For cost, DeepSeek R1 lists $0.1/1M input and $0.3/1M output tokens, while Qwen2.5-72B-Instruct lists $0.12/1M input and $0.39/1M output tokens on the cheapest tracked provider. A 70/30 input-output blend puts DeepSeek R1 lower by about $0.04 per million blended tokens. Availability is 13 providers versus 7, so concentration risk also matters.

Choose DeepSeek R1 when coding workflow support, lower input-token cost, and broader provider choice are central to the workload. Choose Qwen2.5-72B-Instruct when provider fit are more important. For production, rerun your own prompts through the exact provider, region, and tool stack you plan to ship.

FAQ

Which has a larger context window, DeepSeek R1 or Qwen2.5-72B-Instruct?

DeepSeek R1 supports 128K tokens, while Qwen2.5-72B-Instruct supports 128K tokens. That gap matters most for long documents, large codebases, retrieval-heavy agents, and conversations where earlier context must remain visible. Use this as a quick comparison signal, then confirm the provider-specific limits before committing to production.

Which is cheaper, DeepSeek R1 or Qwen2.5-72B-Instruct?

DeepSeek R1 is cheaper on tracked token pricing. DeepSeek R1 costs $0.1/1M input and $0.3/1M output tokens. Qwen2.5-72B-Instruct costs $0.12/1M input and $0.39/1M output tokens. Provider discounts or batch pricing can still change the final bill.

Is DeepSeek R1 or Qwen2.5-72B-Instruct open source?

DeepSeek R1 is listed under Open Source. Qwen2.5-72B-Instruct is listed under Apache 2.0. License labels affect whether you can self-host, redistribute weights, or rely only on hosted APIs, so confirm the upstream license before deployment.

Which is better for reasoning mode, DeepSeek R1 or Qwen2.5-72B-Instruct?

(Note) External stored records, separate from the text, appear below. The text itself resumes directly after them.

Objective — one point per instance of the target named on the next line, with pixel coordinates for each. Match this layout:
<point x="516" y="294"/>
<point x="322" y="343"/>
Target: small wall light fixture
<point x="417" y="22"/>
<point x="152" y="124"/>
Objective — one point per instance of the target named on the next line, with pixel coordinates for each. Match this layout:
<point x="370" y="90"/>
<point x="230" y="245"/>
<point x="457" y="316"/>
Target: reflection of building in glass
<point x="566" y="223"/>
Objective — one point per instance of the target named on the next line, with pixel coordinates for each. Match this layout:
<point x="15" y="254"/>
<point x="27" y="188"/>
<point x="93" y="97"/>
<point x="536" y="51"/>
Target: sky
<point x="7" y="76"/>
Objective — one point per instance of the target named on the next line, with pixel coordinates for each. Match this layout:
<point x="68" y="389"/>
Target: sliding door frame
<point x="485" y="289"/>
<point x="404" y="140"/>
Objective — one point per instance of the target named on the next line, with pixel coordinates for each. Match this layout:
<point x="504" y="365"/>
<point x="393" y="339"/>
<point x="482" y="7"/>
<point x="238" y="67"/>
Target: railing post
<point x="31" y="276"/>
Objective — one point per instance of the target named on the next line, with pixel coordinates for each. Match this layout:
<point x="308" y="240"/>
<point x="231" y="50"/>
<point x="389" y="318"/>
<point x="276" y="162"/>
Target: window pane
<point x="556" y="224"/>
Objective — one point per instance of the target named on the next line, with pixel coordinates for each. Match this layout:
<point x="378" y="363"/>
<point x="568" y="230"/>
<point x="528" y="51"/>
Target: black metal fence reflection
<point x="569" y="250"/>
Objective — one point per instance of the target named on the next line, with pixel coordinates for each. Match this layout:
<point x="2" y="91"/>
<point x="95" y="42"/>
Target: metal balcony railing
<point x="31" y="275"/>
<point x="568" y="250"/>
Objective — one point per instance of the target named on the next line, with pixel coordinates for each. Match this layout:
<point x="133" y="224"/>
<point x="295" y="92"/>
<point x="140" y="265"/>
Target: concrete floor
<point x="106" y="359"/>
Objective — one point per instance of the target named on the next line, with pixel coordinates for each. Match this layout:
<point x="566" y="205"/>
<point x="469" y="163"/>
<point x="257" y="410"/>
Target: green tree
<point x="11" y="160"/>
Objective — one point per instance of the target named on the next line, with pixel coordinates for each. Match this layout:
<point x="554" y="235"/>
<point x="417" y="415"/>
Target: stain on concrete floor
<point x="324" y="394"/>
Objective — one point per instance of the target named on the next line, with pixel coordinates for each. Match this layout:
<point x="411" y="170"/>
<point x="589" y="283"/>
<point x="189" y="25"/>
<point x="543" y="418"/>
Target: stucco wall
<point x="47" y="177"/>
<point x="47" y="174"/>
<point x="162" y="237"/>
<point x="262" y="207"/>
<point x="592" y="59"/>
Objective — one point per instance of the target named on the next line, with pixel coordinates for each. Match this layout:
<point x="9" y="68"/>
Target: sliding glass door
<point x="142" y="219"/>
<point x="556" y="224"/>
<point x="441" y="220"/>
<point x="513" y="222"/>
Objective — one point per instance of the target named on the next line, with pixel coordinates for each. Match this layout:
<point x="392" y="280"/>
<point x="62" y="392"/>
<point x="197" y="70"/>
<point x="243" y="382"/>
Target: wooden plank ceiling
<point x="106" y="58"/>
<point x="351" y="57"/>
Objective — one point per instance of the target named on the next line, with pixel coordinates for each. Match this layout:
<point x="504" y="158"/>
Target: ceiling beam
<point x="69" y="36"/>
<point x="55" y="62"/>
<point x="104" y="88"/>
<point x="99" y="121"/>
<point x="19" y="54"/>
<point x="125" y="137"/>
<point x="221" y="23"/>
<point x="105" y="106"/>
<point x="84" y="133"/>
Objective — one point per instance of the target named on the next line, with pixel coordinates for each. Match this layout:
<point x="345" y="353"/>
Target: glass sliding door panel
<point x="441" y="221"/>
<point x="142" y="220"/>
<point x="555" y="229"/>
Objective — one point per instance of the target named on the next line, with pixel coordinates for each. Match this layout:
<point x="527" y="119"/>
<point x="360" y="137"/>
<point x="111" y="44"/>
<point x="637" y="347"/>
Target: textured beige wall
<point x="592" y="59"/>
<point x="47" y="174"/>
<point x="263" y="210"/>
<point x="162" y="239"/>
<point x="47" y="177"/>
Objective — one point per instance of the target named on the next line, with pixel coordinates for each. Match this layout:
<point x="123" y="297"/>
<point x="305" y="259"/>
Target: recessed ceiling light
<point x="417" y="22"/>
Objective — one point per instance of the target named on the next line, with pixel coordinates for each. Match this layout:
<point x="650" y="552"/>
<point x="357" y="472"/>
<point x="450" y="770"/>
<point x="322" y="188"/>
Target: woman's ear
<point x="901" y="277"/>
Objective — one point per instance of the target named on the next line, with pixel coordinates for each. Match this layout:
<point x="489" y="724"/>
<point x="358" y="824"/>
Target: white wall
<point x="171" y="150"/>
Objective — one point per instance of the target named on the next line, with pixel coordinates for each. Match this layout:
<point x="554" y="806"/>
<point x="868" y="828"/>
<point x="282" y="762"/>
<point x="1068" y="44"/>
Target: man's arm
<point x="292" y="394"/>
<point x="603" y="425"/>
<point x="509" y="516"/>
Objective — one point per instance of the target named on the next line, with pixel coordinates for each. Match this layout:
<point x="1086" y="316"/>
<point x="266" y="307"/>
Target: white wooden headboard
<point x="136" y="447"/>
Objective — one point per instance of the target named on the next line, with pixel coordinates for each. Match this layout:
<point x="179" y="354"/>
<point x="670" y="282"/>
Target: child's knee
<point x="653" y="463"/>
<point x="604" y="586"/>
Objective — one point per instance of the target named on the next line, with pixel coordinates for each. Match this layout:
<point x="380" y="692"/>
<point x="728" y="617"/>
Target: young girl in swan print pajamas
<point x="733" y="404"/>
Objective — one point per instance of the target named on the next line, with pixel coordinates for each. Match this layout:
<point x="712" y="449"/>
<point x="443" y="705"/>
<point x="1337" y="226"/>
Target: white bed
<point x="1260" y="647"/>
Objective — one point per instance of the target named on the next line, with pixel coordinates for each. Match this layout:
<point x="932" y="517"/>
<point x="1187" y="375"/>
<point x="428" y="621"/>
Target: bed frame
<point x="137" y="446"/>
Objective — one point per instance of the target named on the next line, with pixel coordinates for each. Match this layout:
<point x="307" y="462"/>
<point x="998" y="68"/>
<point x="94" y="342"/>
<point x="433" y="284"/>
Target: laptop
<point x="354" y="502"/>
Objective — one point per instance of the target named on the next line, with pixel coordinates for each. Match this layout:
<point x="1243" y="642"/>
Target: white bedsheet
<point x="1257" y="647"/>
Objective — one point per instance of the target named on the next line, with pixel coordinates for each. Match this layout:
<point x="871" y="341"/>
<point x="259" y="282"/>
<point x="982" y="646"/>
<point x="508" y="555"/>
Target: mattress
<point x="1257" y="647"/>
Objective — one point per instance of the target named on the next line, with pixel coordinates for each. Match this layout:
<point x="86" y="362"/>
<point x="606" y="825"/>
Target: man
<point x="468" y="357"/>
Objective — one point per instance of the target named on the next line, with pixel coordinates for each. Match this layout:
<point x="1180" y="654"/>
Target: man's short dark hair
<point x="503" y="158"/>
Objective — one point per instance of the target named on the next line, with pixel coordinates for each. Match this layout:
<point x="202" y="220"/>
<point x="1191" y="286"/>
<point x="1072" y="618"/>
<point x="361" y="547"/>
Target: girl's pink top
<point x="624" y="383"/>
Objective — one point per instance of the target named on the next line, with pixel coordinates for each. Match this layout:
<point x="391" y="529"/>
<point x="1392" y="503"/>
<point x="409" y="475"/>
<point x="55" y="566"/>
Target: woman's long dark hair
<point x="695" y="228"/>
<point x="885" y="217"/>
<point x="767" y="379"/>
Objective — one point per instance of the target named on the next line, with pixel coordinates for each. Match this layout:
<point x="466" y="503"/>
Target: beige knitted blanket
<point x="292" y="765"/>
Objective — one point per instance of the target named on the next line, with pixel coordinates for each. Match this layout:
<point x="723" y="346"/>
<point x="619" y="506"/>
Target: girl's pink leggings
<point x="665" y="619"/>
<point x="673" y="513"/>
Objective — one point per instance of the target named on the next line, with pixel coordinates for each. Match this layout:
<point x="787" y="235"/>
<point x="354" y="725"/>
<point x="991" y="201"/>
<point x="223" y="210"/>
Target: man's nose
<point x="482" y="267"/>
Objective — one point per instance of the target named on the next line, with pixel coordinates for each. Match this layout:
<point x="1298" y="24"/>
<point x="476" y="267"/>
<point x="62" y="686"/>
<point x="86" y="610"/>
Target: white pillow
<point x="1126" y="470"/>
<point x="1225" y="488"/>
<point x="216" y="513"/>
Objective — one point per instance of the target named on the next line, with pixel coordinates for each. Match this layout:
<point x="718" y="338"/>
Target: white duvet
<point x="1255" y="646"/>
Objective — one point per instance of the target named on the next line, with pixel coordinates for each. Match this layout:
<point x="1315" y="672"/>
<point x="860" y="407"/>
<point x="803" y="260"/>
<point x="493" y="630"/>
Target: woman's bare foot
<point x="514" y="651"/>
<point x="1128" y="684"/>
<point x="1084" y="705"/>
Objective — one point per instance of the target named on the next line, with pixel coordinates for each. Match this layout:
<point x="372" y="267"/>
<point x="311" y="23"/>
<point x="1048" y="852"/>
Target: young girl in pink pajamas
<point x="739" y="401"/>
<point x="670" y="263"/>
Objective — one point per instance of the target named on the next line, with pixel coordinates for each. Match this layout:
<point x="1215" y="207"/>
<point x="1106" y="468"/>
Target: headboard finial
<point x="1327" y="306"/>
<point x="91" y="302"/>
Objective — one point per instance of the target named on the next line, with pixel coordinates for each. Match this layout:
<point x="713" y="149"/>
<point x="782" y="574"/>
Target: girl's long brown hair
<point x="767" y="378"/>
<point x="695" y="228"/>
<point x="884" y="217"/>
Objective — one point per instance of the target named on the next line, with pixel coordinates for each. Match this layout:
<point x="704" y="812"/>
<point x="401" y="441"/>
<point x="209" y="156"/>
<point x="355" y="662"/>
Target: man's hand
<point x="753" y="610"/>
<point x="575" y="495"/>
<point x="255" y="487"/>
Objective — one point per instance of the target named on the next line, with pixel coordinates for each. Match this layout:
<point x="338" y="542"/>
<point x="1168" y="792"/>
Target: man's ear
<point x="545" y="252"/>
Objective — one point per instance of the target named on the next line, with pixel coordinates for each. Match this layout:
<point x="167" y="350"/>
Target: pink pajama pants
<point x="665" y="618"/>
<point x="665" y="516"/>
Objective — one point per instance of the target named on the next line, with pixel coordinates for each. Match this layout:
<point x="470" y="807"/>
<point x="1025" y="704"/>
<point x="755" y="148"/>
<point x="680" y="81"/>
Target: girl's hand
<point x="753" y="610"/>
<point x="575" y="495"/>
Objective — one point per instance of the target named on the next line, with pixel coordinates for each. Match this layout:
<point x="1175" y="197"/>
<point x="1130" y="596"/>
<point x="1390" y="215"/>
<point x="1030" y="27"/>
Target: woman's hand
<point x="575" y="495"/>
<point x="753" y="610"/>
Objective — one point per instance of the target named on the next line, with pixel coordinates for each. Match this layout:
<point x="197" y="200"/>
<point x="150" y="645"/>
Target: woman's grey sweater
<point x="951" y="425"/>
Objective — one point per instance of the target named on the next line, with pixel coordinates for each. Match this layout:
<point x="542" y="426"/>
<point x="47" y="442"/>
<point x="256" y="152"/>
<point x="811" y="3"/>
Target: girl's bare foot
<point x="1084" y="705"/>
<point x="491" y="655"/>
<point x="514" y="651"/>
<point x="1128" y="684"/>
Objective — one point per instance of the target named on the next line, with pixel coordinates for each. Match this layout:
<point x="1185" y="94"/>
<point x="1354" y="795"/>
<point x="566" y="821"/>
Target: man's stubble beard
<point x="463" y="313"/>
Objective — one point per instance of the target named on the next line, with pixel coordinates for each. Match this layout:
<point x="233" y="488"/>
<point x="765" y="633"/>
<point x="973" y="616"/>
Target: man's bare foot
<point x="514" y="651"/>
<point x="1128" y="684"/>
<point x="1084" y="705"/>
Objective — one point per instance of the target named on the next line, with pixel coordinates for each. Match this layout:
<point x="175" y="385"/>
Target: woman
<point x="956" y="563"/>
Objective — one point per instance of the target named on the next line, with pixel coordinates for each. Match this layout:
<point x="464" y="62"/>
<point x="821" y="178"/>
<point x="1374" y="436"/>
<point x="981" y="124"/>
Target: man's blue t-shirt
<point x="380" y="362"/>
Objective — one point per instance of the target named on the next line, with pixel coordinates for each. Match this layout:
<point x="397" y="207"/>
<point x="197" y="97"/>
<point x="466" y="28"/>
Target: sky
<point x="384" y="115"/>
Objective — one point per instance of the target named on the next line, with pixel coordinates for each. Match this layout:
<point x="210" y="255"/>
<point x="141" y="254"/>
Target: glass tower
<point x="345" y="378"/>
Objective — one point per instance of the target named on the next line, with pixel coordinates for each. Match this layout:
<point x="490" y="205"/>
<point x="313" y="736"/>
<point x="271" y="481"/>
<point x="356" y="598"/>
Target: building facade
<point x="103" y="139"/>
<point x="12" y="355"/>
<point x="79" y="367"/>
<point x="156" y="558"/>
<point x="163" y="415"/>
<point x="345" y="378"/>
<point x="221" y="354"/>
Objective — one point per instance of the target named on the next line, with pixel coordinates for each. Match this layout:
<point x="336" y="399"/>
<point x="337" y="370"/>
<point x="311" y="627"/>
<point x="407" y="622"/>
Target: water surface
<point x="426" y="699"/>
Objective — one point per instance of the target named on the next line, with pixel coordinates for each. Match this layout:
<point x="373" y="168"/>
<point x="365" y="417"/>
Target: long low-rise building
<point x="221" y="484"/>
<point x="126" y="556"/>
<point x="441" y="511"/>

DeepSeek R1 has the clearer documented reasoning mode signal in this comparison. If reasoning mode is mission-critical, validate it against the provider endpoint because model-level support and API-level exposure can differ.

Which is better for structured outputs, DeepSeek R1 or Qwen2.5-72B-Instruct?

Both DeepSeek R1 and Qwen2.5-72B-Instruct expose structured outputs. The better choice depends on benchmark fit, context budget, pricing, and whether your provider route exposes the same capability surface. Use this as a quick comparison signal, then confirm the provider-specific limits before committing to production.

Where can I run DeepSeek R1 and Qwen2.5-72B-Instruct?

DeepSeek R1 is available on DeepSeek Platform, OpenRouter, Together AI, Fireworks AI, and NVIDIA NIM. Qwen2.5-72B-Instruct is available on DeepInfra, OpenRouter, Fireworks AI, Novita AI, and Chutes AI. Provider coverage can affect latency, region availability, compliance posture, and fallback options.

Continue comparing

Last reviewed: 2026-04-24. Data sourced from public model cards and provider documentation.